Getting Ready To Feed The Pets
We went back and forth.
As if, toe to toe.
Face to face.
Mano a mano.
both of us making our points.
I wondered the entire thirty-five minutes how this conversation would end? Would anything worthwhile be decided? Choice does this to you.
I had prepared the radio studio for my shift. I had my insulated Starbucks cup filled and sitting on the counter at my left. My shift outline, along with a few reference materials, were on the counter at my right. The shift had begun and I played songs and made Christian radio comments.
About an hour and a half into my shift the red phone light flashed. I pushed the button and sent the call to my headphones.
Choosing The Food
“I can’t believe I did it again ”
“Did what again?”
“I promised myself this was over ”
“What are you talking about?”
“Slipping and falling.”
“And that specifically means what?
“What happened?” He spent a minute and forty-five seconds telling me his story of slipping. At the same time I watched the countdown clock tick off the seconds until I needed to do something (talk, play another piece of music, air a commercial) to prevent any dead air, which is a radio no-no.
When he took a breath I inserted, “So you feel bad?”
“I feel terrible.”
Which Dog Gets More?
“Do you have any plans for changing your behavior?”
“None I haven’t already tried. I’m thinking I should just give up trying … I’m not really hurting anyone anyway … these women aren’t really real.”
“Well I mean they exist somewhere, but they don’t physically exist where I am … they’re just pictures and videos.”
“And so you’re feeling like stopping pornography doesn’t matter because no one is getting hurt?”
“I guess so.”
“It seems like it’s hurting you, isn’t that why you called?”

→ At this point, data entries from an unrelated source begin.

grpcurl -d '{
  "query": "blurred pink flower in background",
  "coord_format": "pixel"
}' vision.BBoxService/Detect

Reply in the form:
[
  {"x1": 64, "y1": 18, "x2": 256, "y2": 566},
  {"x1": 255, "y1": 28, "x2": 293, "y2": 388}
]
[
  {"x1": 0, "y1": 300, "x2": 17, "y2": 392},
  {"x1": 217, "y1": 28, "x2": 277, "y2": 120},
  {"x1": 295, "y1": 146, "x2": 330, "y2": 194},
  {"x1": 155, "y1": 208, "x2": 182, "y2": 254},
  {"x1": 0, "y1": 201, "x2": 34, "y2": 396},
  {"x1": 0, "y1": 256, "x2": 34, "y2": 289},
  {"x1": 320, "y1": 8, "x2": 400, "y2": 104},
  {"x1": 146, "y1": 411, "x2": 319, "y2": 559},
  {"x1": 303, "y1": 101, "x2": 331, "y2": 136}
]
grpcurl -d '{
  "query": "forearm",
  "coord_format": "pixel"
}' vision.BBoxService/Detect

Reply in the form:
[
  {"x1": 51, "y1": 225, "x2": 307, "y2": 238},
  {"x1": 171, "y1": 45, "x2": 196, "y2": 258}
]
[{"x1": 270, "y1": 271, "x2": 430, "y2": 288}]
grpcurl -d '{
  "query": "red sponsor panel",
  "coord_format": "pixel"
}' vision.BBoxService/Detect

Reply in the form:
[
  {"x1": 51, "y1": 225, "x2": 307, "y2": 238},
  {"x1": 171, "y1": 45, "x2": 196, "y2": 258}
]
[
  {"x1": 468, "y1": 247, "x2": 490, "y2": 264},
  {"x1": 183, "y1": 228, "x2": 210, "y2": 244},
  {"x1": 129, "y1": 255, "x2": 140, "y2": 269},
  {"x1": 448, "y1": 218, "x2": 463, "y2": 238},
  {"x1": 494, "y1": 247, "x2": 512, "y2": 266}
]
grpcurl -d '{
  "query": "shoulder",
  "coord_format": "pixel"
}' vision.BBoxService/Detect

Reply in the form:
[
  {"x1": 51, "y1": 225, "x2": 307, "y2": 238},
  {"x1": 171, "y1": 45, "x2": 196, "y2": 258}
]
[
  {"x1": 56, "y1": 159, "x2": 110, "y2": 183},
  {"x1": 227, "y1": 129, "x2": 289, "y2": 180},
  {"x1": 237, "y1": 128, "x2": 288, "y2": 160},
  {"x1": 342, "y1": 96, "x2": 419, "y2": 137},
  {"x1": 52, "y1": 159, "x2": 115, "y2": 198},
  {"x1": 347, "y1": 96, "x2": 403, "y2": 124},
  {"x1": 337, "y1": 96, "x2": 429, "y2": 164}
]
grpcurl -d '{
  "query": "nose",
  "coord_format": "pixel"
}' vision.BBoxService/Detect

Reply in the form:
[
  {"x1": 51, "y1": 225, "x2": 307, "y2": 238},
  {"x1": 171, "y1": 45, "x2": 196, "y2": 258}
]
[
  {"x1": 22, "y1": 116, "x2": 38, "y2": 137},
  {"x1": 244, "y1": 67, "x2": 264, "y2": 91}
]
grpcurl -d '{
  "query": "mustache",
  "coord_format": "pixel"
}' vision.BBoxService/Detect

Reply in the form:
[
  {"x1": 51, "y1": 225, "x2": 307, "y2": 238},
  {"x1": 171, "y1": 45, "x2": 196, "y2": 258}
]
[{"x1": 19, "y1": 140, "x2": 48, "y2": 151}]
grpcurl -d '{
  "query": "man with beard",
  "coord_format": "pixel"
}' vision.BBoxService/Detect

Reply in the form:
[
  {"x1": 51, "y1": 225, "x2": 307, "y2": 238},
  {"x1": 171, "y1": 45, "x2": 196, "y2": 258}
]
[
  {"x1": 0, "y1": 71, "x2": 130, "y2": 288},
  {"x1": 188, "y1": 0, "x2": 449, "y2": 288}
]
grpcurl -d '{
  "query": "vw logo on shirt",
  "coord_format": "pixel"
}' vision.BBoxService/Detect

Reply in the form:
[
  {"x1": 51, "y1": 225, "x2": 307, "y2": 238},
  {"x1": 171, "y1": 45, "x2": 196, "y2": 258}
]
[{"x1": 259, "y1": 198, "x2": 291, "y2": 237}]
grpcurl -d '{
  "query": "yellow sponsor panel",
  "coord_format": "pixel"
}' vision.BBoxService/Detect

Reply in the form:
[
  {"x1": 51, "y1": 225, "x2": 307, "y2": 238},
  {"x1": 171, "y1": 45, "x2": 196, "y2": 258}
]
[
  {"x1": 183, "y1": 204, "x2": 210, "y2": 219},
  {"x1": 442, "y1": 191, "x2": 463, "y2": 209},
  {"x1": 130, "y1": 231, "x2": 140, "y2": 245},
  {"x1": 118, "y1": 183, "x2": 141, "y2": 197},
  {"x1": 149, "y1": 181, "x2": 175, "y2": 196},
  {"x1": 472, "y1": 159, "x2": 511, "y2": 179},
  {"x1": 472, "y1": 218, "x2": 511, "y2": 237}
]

“Yes, but … (and he launched into a another description of his behavior. Slips test resolve. I was thinking this is true with anything that is slowly destroying someone. Overeating, lying, or in this case cheating.
“Let me ask you, are you married?”
“What difference does that make?”
Your Favorite Pet
“Well if you’re married this is infidelity, right?”
“Um … no. Like I said, these women aren’t real … they’re just make-believe … fantasies.”
“Then, you don’t really need them do you?”
“I never thought about that.”
“I think you called me because you’re looking for someone to slap your hand and tell you you’ve been a bad boy.” I reached up and touched the middle monitor and sent a :60 second announcement into our broadcast world.
“No … I …”
“But I’m not your mama. I have no authority over what you decide to …”
“I know that …”
“And you’re not a little boy. You’re responsible and accountable for your slips.”
“Well I’ve …”
It’s An Old Story
“Been cheating. It’s the old story of two dogs.”
“Inside each of us are two dogs fighting.”
“They’re trying to kill each other. One or the other will win because one is strong and the other is weak.” The spot was finished and I segued into another musical selection.
“One dog is strong, the other is weak. It’s like this because you’re feeding one dog more than the other dog. Do you understand?”
“I’ve been messing up, huh?”
How To Quit Feeding The Bad Dog
“The thing is you can change.”
“Every time the temptation comes recognize it as an opportunity.”
“To watch God work in your situation and give you a way to feed one dog and starve the other.”
“Yeah, I think maybe you’re right.”
I fired the top of the hour station I.D. and played a current top ten song to lead off the new hour. I said, “Stop disrespecting yourself. Stop disrespecting your wife. Stop disrespecting God. Your next temptation to slip is a chance to do the right thing. Does that make sense?”
I waited a few seconds, but he didn’t answer me. He’d already hung up.
Slipping can end. It’s a chance to start anew. Growing and maturing in Christ is a never give up or give in process.
I switched off the phone and took a sip of coffee. The night was still young. What happens next?
Bad habits have a habit of making us uncomfortable (if we’re lucky).
It doesn’t matter what the bad habit is. Undoubtedly, you can name something that needs to change.
The bad habit temptation isn’t going to get weaker until you stop feeding it.
Okay, slips happen. But the truth is, every time the temptation comes it’s an opportunity to quit feeding the bad dog.
Your choice. You decide. Ask: What am I going to do?
You gotta wanna stop feeding the dog that’s stealing, killing, and destroying you.
Like someone wise said, luck is preparation meeting opportunity.
Thanks for listening to Lee’s Nite Radio.